The Nieuwe Kerk (New Church) on Dam Square is the royal church where successive Dutch kings are crowned.
Although it is a historic church built over 600 years ago, it is still called a new church.
On days when there are no events, the Nieuwe Kerk is open as a museum where you can see various exhibitions.
History of the Nieuwe Kerk
The Nieuwe Kerk is a church built in the 15th century.
A new church was built as the population of Amsterdam increased.
Since then, the old church has been called Oude Kerk and the new one Nieuwe Kerk.
Nieuwe Kerk suffered two fires shortly after its completion.
In 1645, a third fire destroyed the Nieuwe Kerk, after which it was rebuilt in Gothic style.
Extensive renovations in the 19th and 20th centuries put the church in financial difficulties.
To keep the church open, ownership was transferred to a newly formed cultural foundation.
Nieuwe Kerk is used for Dutch royal investiture ceremonies and royal weddings.

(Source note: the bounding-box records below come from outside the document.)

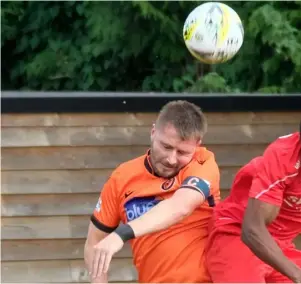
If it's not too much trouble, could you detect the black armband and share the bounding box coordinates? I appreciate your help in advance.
[114,224,135,243]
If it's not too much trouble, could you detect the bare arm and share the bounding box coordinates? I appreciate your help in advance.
[241,198,301,283]
[84,222,108,283]
[128,188,205,237]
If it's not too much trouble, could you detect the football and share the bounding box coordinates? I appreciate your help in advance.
[183,2,244,64]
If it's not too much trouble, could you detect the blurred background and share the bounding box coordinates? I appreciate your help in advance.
[1,1,301,93]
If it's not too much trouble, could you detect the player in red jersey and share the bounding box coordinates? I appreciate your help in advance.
[85,101,220,283]
[206,124,301,283]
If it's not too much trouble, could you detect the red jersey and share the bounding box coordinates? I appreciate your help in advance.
[214,133,301,243]
[91,147,220,283]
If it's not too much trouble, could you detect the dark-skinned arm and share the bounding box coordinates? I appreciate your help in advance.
[241,198,301,283]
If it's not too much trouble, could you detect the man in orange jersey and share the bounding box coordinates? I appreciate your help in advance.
[85,101,220,283]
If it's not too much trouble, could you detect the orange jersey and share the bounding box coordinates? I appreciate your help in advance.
[91,147,220,283]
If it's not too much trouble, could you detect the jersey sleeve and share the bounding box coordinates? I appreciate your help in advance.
[180,154,220,206]
[91,175,121,233]
[249,143,289,206]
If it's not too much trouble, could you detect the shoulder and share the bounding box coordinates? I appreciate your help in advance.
[111,155,146,181]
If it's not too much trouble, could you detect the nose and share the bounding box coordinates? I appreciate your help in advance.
[167,151,177,166]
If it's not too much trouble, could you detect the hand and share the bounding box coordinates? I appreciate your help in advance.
[92,232,124,279]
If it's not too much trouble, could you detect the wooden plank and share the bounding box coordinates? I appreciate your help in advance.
[1,167,239,194]
[1,123,299,147]
[1,239,132,261]
[1,147,147,170]
[1,258,137,283]
[1,215,90,241]
[1,169,113,194]
[1,144,266,171]
[1,112,301,127]
[1,193,99,217]
[1,186,229,237]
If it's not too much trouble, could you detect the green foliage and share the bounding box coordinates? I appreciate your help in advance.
[1,1,301,93]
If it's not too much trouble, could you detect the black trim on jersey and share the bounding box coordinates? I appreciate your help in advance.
[90,215,118,234]
[179,184,205,196]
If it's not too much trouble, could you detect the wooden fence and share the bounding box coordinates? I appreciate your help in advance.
[1,112,301,283]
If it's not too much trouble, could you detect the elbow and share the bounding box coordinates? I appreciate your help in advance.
[241,224,259,249]
[173,200,193,221]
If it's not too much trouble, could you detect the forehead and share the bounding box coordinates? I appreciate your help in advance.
[156,124,198,149]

Most recently that of King Willem-Alexander in 2013, and the wedding of Willem-Alexander to Máxima in 2002.
The investitures of Queens Wilhelmina, Juliana and Beatrix also took place there.
Nieuwe Kerk Museum
On days when there are no royal events, the Nieuwe Kerk is open as a museum. Don’t miss the exhibits and the interior of the church.
Around 1650, it was believed that “music is a sin that deceives the mind”.
In response, the government emphasized the educational value of music, installing a pipe organ in the Nieuwe Kerk and holding daily concerts to spread the wonders of music.
As a result, the Nieuwe Kerk still hosts regular concerts today.
Stained glass windows
Nieuwe Kerk has a lot of stained glasses which were made at different times.
The oldest has stained glass from the 17th century.
The stained glass from the 18th to 20th centuries depicts the coronation of the king.
And the most recent 2005 stained glass was a birthday present for Queen Beatrix.
At the Nieuwe Kerk you can see the coffin and monument of the soldier Michiel de Ruyter, the golden partition called the Choir screen, and the historical frescoes.